Bares, qué lugares tan gratos para conversar, decía una canción de Gabinete Caligari. Y para leer el periódico en papel, incluido el "de la casa", que a eso de las diez cursa con lamparones en la esquina inferior de la derecha en las pares: como el veneno que corre entre los monjes de El nombre de la rosa, los parroquianos se transmiten restos de aceite virgen extra y quién sabe qué otros humores. Cosas de la pasión por el gratis. En cafeterías y bares socializamos de forma trivial e indolora, cotilleamos con mayor o menor disimulo, todavía hay señoras que leen libros que fueron celulosa, algunos mayores se sienten arropados y quizá escuchados.
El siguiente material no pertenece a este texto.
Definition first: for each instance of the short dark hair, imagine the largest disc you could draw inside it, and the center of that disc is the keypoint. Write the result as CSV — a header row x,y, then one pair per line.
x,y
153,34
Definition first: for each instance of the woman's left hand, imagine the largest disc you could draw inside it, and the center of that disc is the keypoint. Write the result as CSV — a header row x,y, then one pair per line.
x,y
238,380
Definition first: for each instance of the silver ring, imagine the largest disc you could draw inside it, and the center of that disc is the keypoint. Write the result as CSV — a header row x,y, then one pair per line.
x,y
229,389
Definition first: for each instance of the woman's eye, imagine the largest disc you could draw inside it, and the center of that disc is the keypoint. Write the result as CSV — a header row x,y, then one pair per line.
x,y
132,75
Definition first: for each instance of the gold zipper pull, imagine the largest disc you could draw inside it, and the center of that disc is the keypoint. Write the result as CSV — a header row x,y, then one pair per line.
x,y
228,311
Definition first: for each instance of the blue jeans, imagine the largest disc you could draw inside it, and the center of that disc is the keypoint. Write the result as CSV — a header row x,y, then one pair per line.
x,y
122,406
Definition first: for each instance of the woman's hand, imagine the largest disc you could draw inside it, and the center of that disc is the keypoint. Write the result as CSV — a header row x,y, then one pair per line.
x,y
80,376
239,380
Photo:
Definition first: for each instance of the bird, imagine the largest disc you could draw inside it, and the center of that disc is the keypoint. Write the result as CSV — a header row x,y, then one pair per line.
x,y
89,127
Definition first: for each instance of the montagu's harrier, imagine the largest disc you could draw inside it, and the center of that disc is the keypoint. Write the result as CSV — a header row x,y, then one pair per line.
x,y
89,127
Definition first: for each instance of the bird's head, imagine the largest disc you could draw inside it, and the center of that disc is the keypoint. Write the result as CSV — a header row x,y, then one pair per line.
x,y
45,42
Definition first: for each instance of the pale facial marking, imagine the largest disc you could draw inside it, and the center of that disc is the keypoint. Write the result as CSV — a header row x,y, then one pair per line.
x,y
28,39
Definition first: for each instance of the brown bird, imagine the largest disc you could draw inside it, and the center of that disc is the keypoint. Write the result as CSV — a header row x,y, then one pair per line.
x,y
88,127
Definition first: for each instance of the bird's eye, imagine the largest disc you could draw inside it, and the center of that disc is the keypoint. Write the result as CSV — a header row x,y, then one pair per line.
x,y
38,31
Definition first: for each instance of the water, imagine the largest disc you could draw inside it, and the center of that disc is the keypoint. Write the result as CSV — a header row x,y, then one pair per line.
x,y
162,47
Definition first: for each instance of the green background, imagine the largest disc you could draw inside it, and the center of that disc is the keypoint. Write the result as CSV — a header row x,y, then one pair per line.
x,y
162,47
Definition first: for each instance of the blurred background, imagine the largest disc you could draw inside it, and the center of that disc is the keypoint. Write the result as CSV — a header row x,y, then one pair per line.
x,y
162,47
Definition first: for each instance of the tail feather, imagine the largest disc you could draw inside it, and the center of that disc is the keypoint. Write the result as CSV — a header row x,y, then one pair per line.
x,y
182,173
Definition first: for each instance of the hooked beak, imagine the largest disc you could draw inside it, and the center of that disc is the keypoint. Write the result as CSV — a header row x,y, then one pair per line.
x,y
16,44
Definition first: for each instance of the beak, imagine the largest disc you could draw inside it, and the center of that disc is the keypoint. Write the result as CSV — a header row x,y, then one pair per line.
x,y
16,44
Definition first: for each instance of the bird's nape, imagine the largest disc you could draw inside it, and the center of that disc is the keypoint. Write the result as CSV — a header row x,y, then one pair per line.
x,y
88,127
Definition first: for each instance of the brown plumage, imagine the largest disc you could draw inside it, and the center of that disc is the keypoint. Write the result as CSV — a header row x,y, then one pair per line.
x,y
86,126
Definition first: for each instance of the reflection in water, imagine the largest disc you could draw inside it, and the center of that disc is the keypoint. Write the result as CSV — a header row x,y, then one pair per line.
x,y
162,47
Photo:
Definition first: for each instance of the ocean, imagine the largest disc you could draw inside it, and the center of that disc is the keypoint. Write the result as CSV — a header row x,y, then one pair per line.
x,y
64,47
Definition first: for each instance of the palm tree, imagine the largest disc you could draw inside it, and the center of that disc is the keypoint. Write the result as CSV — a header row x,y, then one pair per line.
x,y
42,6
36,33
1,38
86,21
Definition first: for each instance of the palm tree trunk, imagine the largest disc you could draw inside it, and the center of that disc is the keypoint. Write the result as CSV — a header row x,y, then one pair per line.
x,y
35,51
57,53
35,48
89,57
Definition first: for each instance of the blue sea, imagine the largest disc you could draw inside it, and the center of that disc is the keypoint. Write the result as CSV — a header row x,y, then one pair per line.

O ahogan el abandono de sus hijos en aguardiente, mientras encima presumen de ellos y de sus nietos, a quienes tampoco ven crecer.

Hay un asunto crucial para la marcha de estos centros sociales de primer orden: los camareros. Los sufridores de la maniática de la alquimia de su café y su tostada: "El mío de siempre, Quini, no como el de ayer, descafeinado largo con semidesnatada del tiempo en vaso de caña, muy calentito, dos sacarinas, y la media de abajo bien pasadita con mantequilla derretida y pavo". Quienes están detrás de la barra suelen ser -ya se ve- sufridos y pacientes, pero también confidentes, cosarios de paquetes y llaves, comentaristas deportivos, bien puede que con el tiempo amigos. Aunque los habrá, claro, impertinentes, bordes o escaqueados, por lo general un camarero o camarera es un sparring cuya tarea, como suele decirse, "no está pagada".

Por todo eso, y sobre todo por lo menguado de sus salarios y las tremendas peonadas, debemos valorar la función social del camarero. No lo hace así la ministra recién llegada a la Hacienda Pública, María Jesús Montero, que ha movido a una Dirección General de su ramo a advertir que las propinas son salario y que deben ir incluidas en la nómina y, por tanto, tributar. Vaya por delante que hay un dinero negro de subsistencia que nada tiene que ver con los que generan el delito y también de actividades legales de postín, que elude el fisco. Hay un dinero negro benéfico: el de la asistenta del hogar por horas, el del músico callejero, el del universitario que da clases particulares. El de las propinas. Ir contra ese extra no ya es mezquino, sino que es todo lo contrario de progresista. Y, ¡ay!, implica reconocer que nos estamos convirtiendo en Camarerolandia. Y Montero ha detectado otra teta que ordeñar. Si se le hubiera ocurrido a Montoro, madre mía.